現代社会における部落問題 ―国際的視点より

イアン・ニアリーさん(オックスフォード大学日産日本研究所所長)

 日本政治過程史を専攻しているイアン・ニアリーさんより、松本治一郎の足跡から、日本の近代政治史における部落解放運動の意義を検討した研究書「部落問題と近代日本:松本治一郎伝記(1887~1966年)」について報告いただいた。

(1)本の構成

 まず、まえがきでは、松本治一郎の解放運動、そして政治活動を概括した上で、英国における日本近現代史における日本社会党や社会運動に対する関心が低いことを指摘し、松本の足跡を紹介することで、新たな視座を読者に提供することが目的であるとしている。

 第1章では松本の子ども時代・青年期の福岡での生活や満州での活動、さらには帰国後水平運動に参画するまでの動きを紹介し、その後の政治活動の原点はどこにあるのかを検討している。第2章では水平社での活動、第3章は検挙と初期の政治活動について検討しているが、これは高山文彦さんや森山沾一さんの伝記が示した足跡と同様のものである。

 第4章では戦前の国会議員としての松本治一郎の活動を振り返っているが、ここでは特に政党政治との関係を記している。他方、第5章では、他の伝記ではあまりカバーされていない、戦時中での国会活動、特に「八日会」とのかかわりについて検討している。また、戦中における北原泰作や朝田善之助、上田音市などとの関わりについても検討している。
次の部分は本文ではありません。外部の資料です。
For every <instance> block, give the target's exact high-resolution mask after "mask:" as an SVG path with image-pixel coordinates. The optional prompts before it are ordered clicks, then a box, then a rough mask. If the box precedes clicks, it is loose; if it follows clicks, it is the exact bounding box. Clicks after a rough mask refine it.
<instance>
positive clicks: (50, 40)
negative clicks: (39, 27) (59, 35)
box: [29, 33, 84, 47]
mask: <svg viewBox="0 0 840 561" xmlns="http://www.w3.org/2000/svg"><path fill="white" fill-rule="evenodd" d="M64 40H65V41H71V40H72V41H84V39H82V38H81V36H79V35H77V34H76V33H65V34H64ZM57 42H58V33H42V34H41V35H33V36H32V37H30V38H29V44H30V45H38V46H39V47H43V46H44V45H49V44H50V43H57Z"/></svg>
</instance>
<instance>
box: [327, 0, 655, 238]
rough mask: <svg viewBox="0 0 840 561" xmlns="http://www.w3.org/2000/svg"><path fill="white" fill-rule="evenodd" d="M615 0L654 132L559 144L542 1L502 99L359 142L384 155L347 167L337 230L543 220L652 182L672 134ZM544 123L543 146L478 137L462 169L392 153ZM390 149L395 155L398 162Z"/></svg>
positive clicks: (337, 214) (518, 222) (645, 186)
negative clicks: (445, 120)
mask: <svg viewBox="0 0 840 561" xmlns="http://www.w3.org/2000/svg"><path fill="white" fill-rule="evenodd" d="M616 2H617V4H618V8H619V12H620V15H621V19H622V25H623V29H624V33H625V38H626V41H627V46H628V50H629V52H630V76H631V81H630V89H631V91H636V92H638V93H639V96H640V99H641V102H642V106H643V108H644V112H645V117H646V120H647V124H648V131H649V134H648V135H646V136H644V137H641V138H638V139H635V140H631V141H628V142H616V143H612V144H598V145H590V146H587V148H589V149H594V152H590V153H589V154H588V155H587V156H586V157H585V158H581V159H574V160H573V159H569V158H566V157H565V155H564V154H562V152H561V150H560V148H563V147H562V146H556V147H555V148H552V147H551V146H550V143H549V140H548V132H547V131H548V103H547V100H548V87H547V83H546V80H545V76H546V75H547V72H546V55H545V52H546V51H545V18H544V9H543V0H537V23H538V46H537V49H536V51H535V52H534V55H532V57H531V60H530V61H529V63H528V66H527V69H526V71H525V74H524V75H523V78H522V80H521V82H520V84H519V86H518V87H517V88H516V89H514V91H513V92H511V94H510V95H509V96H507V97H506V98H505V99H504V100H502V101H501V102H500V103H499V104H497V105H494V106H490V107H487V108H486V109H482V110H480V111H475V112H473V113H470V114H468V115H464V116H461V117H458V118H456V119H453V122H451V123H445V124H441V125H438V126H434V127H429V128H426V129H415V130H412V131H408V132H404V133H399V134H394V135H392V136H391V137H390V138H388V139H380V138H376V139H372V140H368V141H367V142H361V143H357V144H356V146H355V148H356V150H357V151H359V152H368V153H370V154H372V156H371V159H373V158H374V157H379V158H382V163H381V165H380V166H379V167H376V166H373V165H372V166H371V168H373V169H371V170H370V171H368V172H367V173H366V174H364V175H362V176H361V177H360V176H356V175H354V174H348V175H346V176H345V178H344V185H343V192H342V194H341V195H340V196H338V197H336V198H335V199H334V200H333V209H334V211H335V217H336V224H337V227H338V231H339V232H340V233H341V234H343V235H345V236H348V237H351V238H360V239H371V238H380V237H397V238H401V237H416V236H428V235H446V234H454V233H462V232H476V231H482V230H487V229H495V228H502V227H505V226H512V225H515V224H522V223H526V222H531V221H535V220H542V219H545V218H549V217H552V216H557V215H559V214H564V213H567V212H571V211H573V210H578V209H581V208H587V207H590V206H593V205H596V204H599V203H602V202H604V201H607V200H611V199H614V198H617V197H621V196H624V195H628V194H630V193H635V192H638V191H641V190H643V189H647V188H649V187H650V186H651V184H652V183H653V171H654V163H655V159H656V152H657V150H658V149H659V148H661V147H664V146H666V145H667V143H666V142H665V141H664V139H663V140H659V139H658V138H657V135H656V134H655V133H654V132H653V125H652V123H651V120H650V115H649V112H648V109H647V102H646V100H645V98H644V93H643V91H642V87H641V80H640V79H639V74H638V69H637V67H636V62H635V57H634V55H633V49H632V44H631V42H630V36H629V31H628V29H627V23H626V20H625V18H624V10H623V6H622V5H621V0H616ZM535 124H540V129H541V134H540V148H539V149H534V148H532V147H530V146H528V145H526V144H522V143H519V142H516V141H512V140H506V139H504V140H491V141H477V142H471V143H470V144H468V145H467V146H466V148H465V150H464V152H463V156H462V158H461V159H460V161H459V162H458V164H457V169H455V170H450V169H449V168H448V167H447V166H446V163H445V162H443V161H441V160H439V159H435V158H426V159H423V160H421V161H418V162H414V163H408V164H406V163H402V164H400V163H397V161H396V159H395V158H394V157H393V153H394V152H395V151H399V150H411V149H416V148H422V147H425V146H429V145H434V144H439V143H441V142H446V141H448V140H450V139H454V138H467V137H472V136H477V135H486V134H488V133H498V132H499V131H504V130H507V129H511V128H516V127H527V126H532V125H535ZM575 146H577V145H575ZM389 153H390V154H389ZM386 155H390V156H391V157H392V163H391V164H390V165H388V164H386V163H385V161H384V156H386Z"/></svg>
 第6章では、終戦直後、占領下において、幅広い日本政治の変動の中で、どのような活動をしたのかについて検討している。第7章では、50年代、政治復帰後の国際的な活動を紹介している。第8章では晩年期、同和対策事業に対する松本の捉え方、さらにはその後の部落解放運動と同和対策について若干検討した。

(2)研究の目的

 本書の目的は次の4点である。1880年から1996年までの日本政治史を、新たな視点から考察すること、20世紀の日本を考える際に、その本流に部落問題に関する考察を組み込むこと、戦時の活動や、戦後の国際活動など、幾つかの側面に的を絞ることによって、松本治一郎をより包括的に理解すること、さらには、英語による1950年代・60年代の日本史理解に貢献することである。英国では、同時期の日本が、高度経済成長直前の平穏な時代と認識されているが、部落解放運動をたどることで、活発な政治変動が行われていたことを示すということである。

(3)今後の課題

 今回、構想しながら実現しなかったテーマが幾つかある。すなわち、松本組の経営に関して、経営者としてのスキルや、そこから得た資金が政治的キャリア蓄積に果たした役割について、また、日本及び世界における平和運動に対して果たした貢献についてである。特に後者に関しては、現在認識されているよりもっと重要な存在だったのではないかと考えられる。とりわけ、ストックホルムやオーストラリア・ニュージーランド訪問について、書くべきことがあるだろう。さらには、人間松本について、より詳細に書きたいと考えている。

 その他、松本の思想の中核についてや、戦争責任について戦後の考え方に及ぼした松本の影響、さらには松本と博多との関係、特に玄洋社の役割について検討したい。

 また、松本を軸にした運動史のみならず、皮革産業と政府の政策や、解放運動の発展と同和政策についても研究したいと考えている。

※なお、同書は、本年秋頃英文で発行予定です。